GPT-4 was announced by OpenAI last month, and accepts inputs in the form of text and images, with responses in the form of text. Glean is just getting started with GPT-4, and Zhou said that while its multimodal capabilities are exciting, the company also wants to understand how customers are getting work done.

"Right now, [customers] ask questions in a search bar, and how they interact with that might slowly change our source of knowledge," Zhou said, adding that the sources could be text, images, or video within enterprises.

"The source of knowledge that we connect to will always be multimodal. The kind of interface to the user might also vary, but we are just going to deliver an experience that kind of combines those two," Zhou said.

Quick Set Up

Companies can set up Glean environments on internal systems or hybrid cloud environments, and select what data goes into it system. Companies can also customize the look and feel of the environment.

Jain characterized Glean as a "category creation play," but other AI-based search products are already available. One such product, Kendra, is available from Amazon, which can understand questions and generate related answers.

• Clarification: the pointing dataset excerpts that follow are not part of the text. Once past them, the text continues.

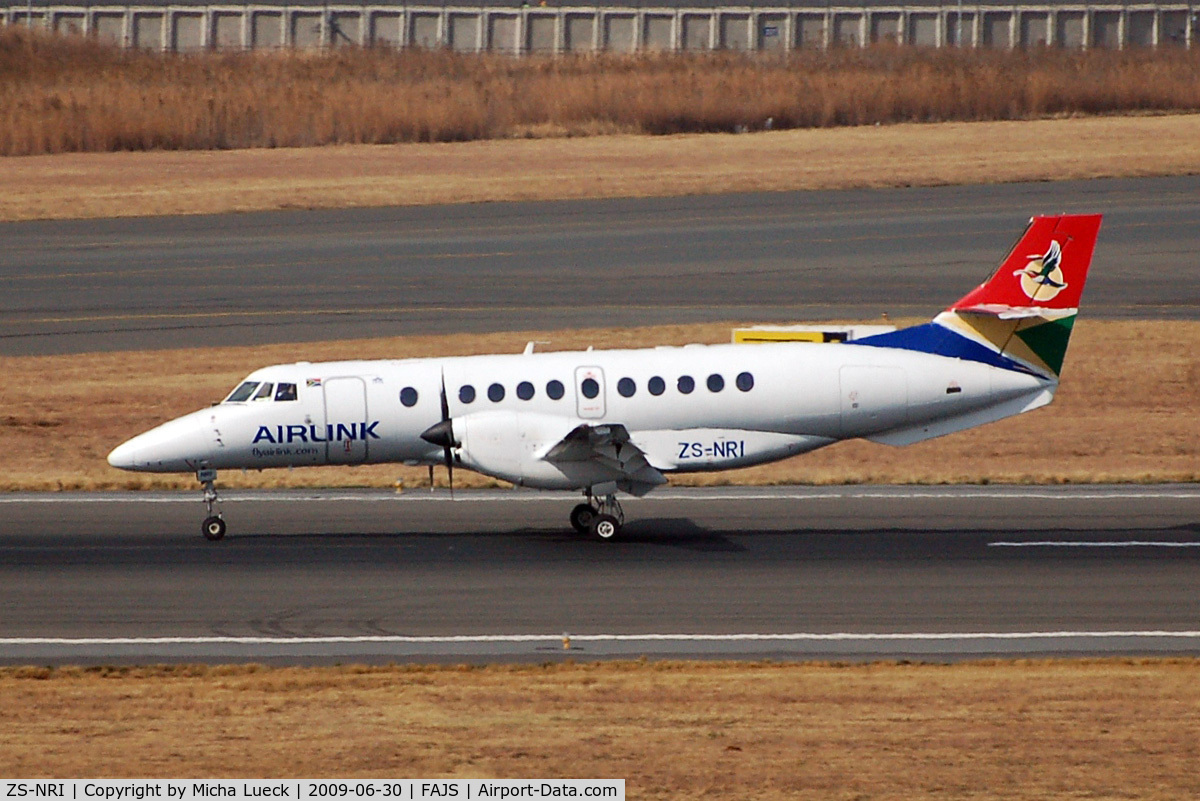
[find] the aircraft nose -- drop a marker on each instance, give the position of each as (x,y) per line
(124,456)
(174,446)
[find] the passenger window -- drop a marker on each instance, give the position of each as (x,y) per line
(243,392)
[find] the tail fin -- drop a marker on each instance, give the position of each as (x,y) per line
(1021,317)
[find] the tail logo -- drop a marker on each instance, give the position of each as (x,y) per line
(1042,277)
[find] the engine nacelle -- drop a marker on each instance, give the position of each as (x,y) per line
(510,445)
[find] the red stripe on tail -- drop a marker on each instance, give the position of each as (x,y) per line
(1045,269)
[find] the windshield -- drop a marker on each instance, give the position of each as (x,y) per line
(243,392)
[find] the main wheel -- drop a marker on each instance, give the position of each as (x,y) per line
(581,518)
(213,528)
(605,527)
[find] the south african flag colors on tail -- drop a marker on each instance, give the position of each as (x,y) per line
(1021,317)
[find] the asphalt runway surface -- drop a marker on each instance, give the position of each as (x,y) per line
(303,276)
(871,572)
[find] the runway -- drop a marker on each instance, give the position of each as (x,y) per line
(828,573)
(301,276)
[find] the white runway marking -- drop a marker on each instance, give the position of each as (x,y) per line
(594,638)
(1065,543)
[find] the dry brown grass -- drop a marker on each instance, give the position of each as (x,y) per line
(79,95)
(1126,413)
(107,185)
(1096,729)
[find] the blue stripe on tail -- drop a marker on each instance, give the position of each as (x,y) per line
(940,341)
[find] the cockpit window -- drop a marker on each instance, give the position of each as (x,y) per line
(243,392)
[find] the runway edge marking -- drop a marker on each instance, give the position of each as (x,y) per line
(595,638)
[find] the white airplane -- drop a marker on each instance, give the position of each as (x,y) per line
(603,421)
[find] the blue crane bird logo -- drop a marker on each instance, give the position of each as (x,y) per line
(1042,277)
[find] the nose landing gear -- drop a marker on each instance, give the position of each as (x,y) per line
(214,524)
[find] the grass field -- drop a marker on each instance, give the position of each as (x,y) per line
(161,182)
(65,94)
(1079,729)
(1134,422)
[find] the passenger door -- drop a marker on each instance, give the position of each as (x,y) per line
(346,417)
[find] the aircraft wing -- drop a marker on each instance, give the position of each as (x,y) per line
(610,445)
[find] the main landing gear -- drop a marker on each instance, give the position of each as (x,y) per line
(214,524)
(603,518)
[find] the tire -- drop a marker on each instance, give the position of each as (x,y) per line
(582,517)
(605,528)
(213,528)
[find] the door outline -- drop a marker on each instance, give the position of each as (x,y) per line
(589,408)
(340,450)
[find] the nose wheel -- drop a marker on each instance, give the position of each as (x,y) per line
(214,527)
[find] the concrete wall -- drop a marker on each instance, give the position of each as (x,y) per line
(618,29)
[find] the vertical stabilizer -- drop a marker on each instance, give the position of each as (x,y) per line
(1021,317)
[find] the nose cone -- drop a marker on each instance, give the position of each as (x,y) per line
(125,456)
(175,446)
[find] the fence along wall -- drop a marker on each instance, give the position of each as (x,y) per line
(618,30)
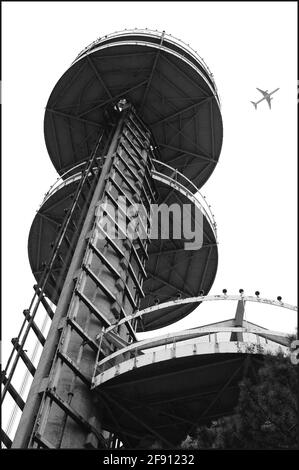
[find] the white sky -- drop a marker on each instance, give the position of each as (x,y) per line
(253,189)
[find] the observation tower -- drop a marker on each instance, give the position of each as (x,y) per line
(136,117)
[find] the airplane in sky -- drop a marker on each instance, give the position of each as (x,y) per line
(266,96)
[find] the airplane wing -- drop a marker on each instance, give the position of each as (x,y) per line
(264,93)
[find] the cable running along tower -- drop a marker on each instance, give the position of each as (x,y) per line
(136,117)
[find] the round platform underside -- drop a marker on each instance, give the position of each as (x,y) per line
(172,396)
(171,269)
(175,99)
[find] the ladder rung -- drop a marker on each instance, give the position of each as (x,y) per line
(5,439)
(44,443)
(35,328)
(98,282)
(45,303)
(82,333)
(11,389)
(73,366)
(24,356)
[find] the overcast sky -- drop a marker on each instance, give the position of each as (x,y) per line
(253,188)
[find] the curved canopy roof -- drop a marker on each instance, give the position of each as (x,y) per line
(168,84)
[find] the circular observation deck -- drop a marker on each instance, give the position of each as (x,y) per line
(169,85)
(172,271)
(172,383)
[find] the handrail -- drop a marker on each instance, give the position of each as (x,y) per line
(157,34)
(197,198)
(201,298)
(186,335)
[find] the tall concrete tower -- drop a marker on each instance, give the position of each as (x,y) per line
(136,118)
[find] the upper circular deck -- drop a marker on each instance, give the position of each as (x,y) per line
(169,85)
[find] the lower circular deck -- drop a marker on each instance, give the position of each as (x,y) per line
(167,394)
(172,271)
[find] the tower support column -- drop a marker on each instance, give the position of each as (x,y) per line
(103,284)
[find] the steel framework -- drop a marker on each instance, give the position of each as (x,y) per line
(136,116)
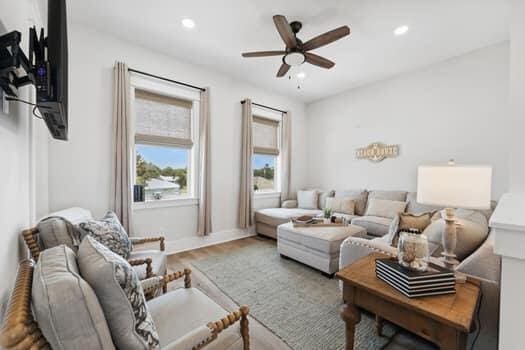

Kendra has an API approach and connects data sources, and is used for applications that include providing customer services to clients.

Glean wants to get customers started off the bat with Glean when compared to products like custom enterprise search engines or Amazon's Kendra.

"Yes, as a large enterprise, you will do some customization, but many large companies are able to actually use Glean without writing a single line of code," Jain said.

Large companies are dealing with privacy regulations such as GDPR, which requires data residing in specific regions. The finance and healthcare sectors also deal with regulations and compliance issues.

“We've been expanding to more customers, meeting more requirements, and regulations. It is a challenge we're definitely willing to meet,” Zhou said.